After clone this repository, execute this command on terminal:
npm install
So on, run a command line like this:
node githunter-scraper.js --scraperPoint trending --provider github --nodes issuesV1
scraperPoint (required): It is the start point, from where the script should get the repositories to be scraper. For trending means that will crawl the github explore page, in trending tab.
provider (required): Where should read all information.

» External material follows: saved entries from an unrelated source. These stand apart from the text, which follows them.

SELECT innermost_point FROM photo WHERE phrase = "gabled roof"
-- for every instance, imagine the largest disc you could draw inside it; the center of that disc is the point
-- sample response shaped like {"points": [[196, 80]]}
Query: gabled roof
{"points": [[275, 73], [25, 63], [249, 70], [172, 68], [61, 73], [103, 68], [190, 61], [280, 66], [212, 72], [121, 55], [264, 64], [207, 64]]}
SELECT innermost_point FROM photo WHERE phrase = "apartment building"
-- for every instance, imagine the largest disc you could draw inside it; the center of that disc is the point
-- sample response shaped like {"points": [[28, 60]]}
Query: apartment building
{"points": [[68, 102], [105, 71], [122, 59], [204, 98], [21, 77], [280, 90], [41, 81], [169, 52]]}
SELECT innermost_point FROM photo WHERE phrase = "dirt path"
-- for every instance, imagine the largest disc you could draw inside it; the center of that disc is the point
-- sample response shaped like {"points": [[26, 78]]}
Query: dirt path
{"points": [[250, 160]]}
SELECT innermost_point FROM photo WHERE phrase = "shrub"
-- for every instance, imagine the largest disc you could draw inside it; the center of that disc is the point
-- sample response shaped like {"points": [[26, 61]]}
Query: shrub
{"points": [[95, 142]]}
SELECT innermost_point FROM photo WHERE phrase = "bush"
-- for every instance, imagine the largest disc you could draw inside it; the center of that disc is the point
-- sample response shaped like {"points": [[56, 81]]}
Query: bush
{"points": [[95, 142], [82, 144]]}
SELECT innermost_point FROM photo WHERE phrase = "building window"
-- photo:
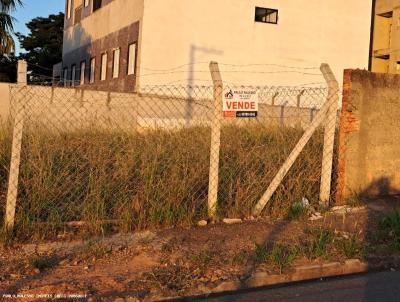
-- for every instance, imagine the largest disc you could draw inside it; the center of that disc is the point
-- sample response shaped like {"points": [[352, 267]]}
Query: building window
{"points": [[65, 76], [96, 5], [103, 68], [78, 15], [69, 8], [73, 75], [132, 59], [266, 15], [82, 72], [116, 55], [92, 68]]}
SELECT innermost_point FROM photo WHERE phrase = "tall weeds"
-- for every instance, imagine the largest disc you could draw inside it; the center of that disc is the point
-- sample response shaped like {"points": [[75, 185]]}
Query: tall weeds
{"points": [[154, 178]]}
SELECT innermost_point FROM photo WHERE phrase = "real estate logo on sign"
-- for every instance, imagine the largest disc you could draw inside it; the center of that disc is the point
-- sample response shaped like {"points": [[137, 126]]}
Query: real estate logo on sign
{"points": [[241, 103]]}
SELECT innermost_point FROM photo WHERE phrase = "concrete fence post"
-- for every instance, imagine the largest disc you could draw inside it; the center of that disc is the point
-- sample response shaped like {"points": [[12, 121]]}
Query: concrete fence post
{"points": [[329, 134], [12, 191], [215, 140], [320, 118]]}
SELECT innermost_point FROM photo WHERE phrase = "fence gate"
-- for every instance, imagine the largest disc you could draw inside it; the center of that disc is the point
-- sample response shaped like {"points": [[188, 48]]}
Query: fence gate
{"points": [[126, 161]]}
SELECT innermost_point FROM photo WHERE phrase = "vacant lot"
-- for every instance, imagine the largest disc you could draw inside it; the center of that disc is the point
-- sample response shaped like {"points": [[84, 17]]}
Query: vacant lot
{"points": [[117, 181]]}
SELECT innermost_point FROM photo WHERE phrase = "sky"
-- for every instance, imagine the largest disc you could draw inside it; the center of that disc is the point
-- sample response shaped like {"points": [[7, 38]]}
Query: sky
{"points": [[33, 9]]}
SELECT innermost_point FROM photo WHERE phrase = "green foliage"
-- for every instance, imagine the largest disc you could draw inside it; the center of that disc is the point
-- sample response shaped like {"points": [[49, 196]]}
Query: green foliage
{"points": [[7, 7], [283, 256], [389, 228], [8, 68], [155, 178], [43, 44], [318, 245], [279, 255], [351, 247], [261, 253]]}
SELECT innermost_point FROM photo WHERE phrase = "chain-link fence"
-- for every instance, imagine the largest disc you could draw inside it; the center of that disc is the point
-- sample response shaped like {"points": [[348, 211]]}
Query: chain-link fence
{"points": [[124, 161]]}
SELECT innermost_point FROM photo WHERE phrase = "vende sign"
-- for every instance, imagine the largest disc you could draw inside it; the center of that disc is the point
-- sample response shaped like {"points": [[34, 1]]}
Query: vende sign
{"points": [[240, 103]]}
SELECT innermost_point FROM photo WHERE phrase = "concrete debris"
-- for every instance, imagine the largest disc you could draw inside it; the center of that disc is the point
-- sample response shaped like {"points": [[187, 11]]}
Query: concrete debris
{"points": [[202, 223], [232, 220]]}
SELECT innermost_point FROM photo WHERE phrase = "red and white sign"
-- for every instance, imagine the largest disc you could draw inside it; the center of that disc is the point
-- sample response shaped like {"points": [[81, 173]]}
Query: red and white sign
{"points": [[240, 103]]}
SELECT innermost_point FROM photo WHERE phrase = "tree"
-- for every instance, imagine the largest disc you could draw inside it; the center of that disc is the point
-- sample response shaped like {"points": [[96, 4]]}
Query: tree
{"points": [[43, 45], [7, 44], [8, 68]]}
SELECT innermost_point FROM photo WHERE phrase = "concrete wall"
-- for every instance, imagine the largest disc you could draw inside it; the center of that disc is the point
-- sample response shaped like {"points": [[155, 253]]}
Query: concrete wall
{"points": [[4, 101], [111, 18], [177, 32], [369, 149]]}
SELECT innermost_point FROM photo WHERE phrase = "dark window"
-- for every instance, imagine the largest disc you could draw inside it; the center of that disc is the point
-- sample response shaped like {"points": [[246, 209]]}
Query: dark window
{"points": [[266, 15], [78, 15], [96, 5]]}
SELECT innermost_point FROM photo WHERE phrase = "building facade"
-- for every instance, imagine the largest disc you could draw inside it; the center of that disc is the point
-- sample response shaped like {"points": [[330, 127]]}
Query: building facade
{"points": [[123, 45], [385, 50]]}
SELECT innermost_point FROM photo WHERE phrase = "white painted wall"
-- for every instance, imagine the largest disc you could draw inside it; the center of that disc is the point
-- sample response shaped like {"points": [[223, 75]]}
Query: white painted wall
{"points": [[176, 32], [111, 18]]}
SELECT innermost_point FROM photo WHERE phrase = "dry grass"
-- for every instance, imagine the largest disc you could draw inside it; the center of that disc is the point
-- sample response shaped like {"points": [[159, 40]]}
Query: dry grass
{"points": [[151, 179]]}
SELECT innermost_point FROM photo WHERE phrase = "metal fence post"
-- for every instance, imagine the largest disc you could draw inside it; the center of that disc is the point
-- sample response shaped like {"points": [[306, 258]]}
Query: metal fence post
{"points": [[215, 140], [329, 134], [12, 191]]}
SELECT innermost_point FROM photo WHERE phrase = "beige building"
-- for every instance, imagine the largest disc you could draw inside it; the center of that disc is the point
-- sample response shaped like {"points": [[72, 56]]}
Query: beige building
{"points": [[126, 44], [385, 56]]}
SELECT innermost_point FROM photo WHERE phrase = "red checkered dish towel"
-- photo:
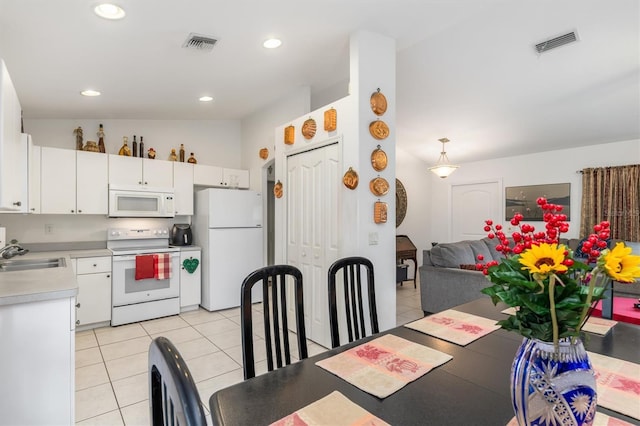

nodes (optional): Which king of information should read. Known nodes are: repository, issues, pulls and commits
You only need execute the script "startDocker.sh" present in root of the application:
./startDocker.sh
Or execute a simply docker-compose up -d
You can start a workflow defined inside ./conductor/server/provisioning
by sending a post to the conductor-server url defined in docker compose file, like this:
curl -X POST \
http://localhost:8080/api/workflow \
-H 'Accept: */*' \
-H 'Content-Type: application/json' \
-d '{
"name": "scraper_users",
"version": 1,
"input":{
"scraperPoint": "organization.members",
"nodes": "userStats",
"organization": "bancodobrasil",
"provider": "github"
}
}'
Or you can start a workflow by scheduling it with Schellar, like this:
curl -X POST \
http://localhost:3000/schedule \
-H 'Content-Type: application/json' \
-H 'cache-control: no-cache' \
-d '{
"name": "scraper-users-minute",
"enabled": true,
"parallelRuns": false,
"workflowName": "scraper_users",
"workflowVersion": "1",
"cronString": "* * * * *",
"workflowContext": {
"scraperPoint": "organization.members",
"nodes": "userStats",
"organization": "bancodobrasil",
"provider": "github"
},
"fromDate": "2019-01-01T15:04:05Z",
"toDate": "2029-07-01T15:04:05Z"
}'